06 December 2014, Maputo — International oil companies are requesting the Mozambican government to extend the tender launched in October for 15 hydrocarbon blocks, according to Arsenio Mabote, the chairperson of the National Petroleum Institute (INP).
The licensing round was launched in Maputo and London on 23 October. The fifteen blocks on offer cover an area of 76,800 square kilometres. They are located off the northern coast including the Rovuma Basin, the Zambezi Delta and the area near Angoche, in Nampula province, and onshore around Pande/Temane and Palmeira, in the southern provinces of Inhambane and Maputo.
The bidding will close on 20 January and INP will analyse the offers after a period of clarification. But some of the companies interested in bidding now say they need more time.
Cited in Friday’s issue of the independent weekly “Savana”, Mabote, who was speaking to reporters during an international Gas Summit in Maputo, admitted “in general, companies are used to having six months to prepare their bids. But this time there was a decision by the government that the bids should be submitted by 20 January”.
“We are, in fact, receiving many signs from various investors who want to draw up better technical bids in order to win a position in the various blocks offered”, he added.
Asked why the government had allotted only three months to the tender, Mabote said “this was a decision so that the government might have, as urgently as possible, an idea of who the future investors in these exploration areas will be”.
As for reports that the first production of liquefied natural gas (LNG) from the Rovuma Basin might be delayed for a couple of years, until 2021, Mabote insisted that the government still wants to see the gas flowing by 2018/2019, “although we recognise that negotiating large scale contracts and the fall in the world oil price could have an impact on the entire logistics chain for the LNG project”.
As for falling gas and oil prices, Mabote shrugged this off as a cyclical phenomenon, and he was confident that prices will bounce back.
“We all know that oil prices are cyclical”, he said. “Today prices have dropped by about 30 per cent, but within three or four years they could rise again, maybe by 30 or 40 per cent. This is not a time to sit back and fold our arms, it is time to continue working and put our projects into practice”.
Meanwhile, it seems certain that the Italian energy company ENI, which is the operator of Rovuma Basin Area Four, will proceed with plans for a floating LNG factory.
This technology is untried, and initially the Mozambican government wanted all processing of the gas done onshore, and not at sea.
But it has now yielded to ENI’s request. Contacts for building the floating factory are now being signed. In October, it was announced that ENI has awarded the FEED (Front End Engineering Design) contract to a consortium formed by the Texas-based company KBR and Daewoo of Korea.

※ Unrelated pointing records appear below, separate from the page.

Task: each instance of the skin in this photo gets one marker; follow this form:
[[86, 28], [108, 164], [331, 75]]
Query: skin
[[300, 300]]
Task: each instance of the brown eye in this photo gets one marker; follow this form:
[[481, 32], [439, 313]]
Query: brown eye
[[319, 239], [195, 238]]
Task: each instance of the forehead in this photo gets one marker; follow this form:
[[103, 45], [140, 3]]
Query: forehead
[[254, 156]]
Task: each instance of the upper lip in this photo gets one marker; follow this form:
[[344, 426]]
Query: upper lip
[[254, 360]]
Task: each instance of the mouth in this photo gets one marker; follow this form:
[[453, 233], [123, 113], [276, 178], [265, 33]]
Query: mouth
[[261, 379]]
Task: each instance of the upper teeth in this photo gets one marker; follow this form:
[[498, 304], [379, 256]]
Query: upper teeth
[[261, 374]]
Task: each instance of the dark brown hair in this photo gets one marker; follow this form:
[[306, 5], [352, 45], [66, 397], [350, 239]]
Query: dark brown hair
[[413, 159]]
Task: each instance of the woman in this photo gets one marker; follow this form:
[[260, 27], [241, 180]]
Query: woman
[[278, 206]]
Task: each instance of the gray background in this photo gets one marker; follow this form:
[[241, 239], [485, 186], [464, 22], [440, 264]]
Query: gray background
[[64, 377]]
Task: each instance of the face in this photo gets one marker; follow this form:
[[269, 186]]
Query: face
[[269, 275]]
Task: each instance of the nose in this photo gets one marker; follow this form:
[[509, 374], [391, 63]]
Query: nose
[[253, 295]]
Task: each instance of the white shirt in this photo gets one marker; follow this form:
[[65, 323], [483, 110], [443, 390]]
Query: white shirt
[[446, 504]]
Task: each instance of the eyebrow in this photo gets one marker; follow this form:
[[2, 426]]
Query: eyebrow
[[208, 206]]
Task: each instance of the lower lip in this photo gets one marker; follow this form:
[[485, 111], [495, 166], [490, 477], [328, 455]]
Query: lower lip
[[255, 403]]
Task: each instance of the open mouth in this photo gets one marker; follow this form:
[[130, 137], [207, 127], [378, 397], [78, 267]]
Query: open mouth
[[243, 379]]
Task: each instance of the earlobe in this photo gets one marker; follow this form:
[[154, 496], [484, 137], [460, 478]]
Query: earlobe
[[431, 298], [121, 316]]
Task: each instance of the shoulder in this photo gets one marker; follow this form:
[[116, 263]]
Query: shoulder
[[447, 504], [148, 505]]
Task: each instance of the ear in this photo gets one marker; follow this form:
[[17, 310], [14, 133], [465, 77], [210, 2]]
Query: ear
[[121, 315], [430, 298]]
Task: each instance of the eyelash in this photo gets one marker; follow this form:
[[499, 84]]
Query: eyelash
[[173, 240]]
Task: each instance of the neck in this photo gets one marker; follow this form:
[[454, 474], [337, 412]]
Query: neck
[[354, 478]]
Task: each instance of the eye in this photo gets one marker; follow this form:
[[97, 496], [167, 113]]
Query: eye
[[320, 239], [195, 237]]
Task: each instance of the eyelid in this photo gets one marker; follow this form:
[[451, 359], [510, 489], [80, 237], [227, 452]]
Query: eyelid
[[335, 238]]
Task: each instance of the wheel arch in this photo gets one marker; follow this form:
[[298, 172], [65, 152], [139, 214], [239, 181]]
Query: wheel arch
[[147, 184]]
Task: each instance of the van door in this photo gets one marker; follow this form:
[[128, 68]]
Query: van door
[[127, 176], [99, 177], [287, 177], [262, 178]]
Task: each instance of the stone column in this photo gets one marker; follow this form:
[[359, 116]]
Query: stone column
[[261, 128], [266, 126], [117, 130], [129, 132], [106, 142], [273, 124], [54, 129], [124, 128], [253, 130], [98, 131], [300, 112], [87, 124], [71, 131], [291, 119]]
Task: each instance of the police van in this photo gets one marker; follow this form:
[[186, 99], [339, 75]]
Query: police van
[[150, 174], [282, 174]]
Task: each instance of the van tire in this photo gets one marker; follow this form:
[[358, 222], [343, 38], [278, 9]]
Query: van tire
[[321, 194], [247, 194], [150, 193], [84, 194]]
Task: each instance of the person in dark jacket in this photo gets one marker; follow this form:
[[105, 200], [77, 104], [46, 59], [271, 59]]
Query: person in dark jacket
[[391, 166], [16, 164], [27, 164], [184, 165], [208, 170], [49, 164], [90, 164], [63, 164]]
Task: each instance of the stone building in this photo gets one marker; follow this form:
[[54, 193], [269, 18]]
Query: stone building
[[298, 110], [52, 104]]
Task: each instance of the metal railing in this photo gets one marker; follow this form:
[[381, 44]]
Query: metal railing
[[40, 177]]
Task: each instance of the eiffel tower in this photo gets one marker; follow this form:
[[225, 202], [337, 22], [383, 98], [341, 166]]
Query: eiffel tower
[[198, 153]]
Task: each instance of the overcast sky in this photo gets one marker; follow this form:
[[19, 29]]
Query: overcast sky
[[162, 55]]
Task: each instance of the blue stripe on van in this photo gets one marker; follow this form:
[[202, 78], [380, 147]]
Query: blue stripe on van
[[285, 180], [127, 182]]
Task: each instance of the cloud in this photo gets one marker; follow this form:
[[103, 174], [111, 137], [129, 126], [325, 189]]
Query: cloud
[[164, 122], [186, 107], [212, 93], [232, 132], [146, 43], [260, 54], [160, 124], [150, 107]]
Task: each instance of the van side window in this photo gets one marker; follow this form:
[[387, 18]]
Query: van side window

This will draw up the project for a floating LNG plant moored 50 kilometres from the Mozambican coast.
The director of ENI-Mozambique, Fabrizio Trilli, says the company hopes to export its first LNG in 2019.
ENI has, however, promised the authorities that it will build a power station onshore, in Palma district, and also a GTL (gas-to-liquid) plant, which will transform natural gas into liquid fuels such as diesel. In the GTL project, ENI is in partnership with Mozambique’s National Hydrocarbon Company (ENH) and the South African petro-chemical giant Sasol.
The Mozambican fuel company Petromoc took the opportunity of the gas summit to announce plans to expand its logistics infrastructures to meet the challenges of the future hydrocarbon industries.
Petromoc chairperson Nuno Oliveira told the meeting that the country is working to capitalize all the existing infrastructure so as to ensure that the exploration and production of energy resources is undertaken in a sustainable and continual fashion.
In 2013 alone, he said, Petromoc had invested over 100 million US dollars in various areas, including storage facilities for gas and liquid fuels, development of its chain of filling stations, and a planned asphalt factory.
What is most important, Oliveira argued, is to set up partnerships which can take advantage of the knowledge of other countries and companies so as to avoid the mistakes they may have made in the past, and to ensure that hydrocarbon resources benefit Mozambican communities.
“Everything must be done simultaneously to ensure that, over time, foreign technical staff can be replaced by Mozambicans”, he said.
One of Petromoc’s projects is to expand the storage capacity in the central port of Beira for domestic cooking gas from the current 800 tonnes to 5,800 tonnes, to meet the rising demand for this fuel in Sofala, Manica and Tete provinces.
Five new tanks, each with a capacity to store 1,000 tonnes of gas, will be built, as well as a command room, a system to fill bottles and tanker trucks with the gas, and a gas pipeline. The entire project will cost around 38 million dollars.